The living room next. Maps on the walls, marked with Mae's precise handwriting. He'd never noticed how the annotations clustered around areas where hikers had gone missing.Gathering grounds, she'd called them. His stomach turned.

In her bedroom, the scent of death hit him—faint, old, but unmistakable. How had he never noticed? The mate bond's anguish tangled with his rising horror as he searched methodically, fighting memories of childhood comfort against growing suspicion.

The jewelry box on her dresser had belonged to his mother. Mae had claimed she'd found it in the woods after... after. His hands shook as he opened it.

Silver glinted against dark velvet. A delicate chain with a distinctive pendant—a small crystal wrapped in twisted wire. His breath caught. He'd seen this necklace before, just last week in the missing persons report. Balinda Dross, age twenty-four, last seen hiking the east trail. In her photo, the crystal had caught the light exactly as it did now.

The truth slammed into him like a physical blow. Memory after memory realigned: Mae's odd comments about territory, her convenient absences when bodies were found, the way she'd always known exactly where to gather the richest herbs.

A floorboard creaked outside.

Alder froze, ears straining. Familiar footsteps approached—Rowan.

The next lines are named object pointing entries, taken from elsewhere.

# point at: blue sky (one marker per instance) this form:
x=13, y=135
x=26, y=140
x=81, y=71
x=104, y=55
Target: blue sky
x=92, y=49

She must have given up searching the gathering grounds. But under her scent...

He reached the window in two strides. Rowan stood at the edge of the clearing, unaware. And emerging from the trees behind her, moving with silent purpose was Mae.

All this time. All these years. His grandmother—the woman who'd raised him, who'd comforted him after his mother's death—was a murderer. Had probably killed his mother. And now she was stalking toward his mate with death in her eyes.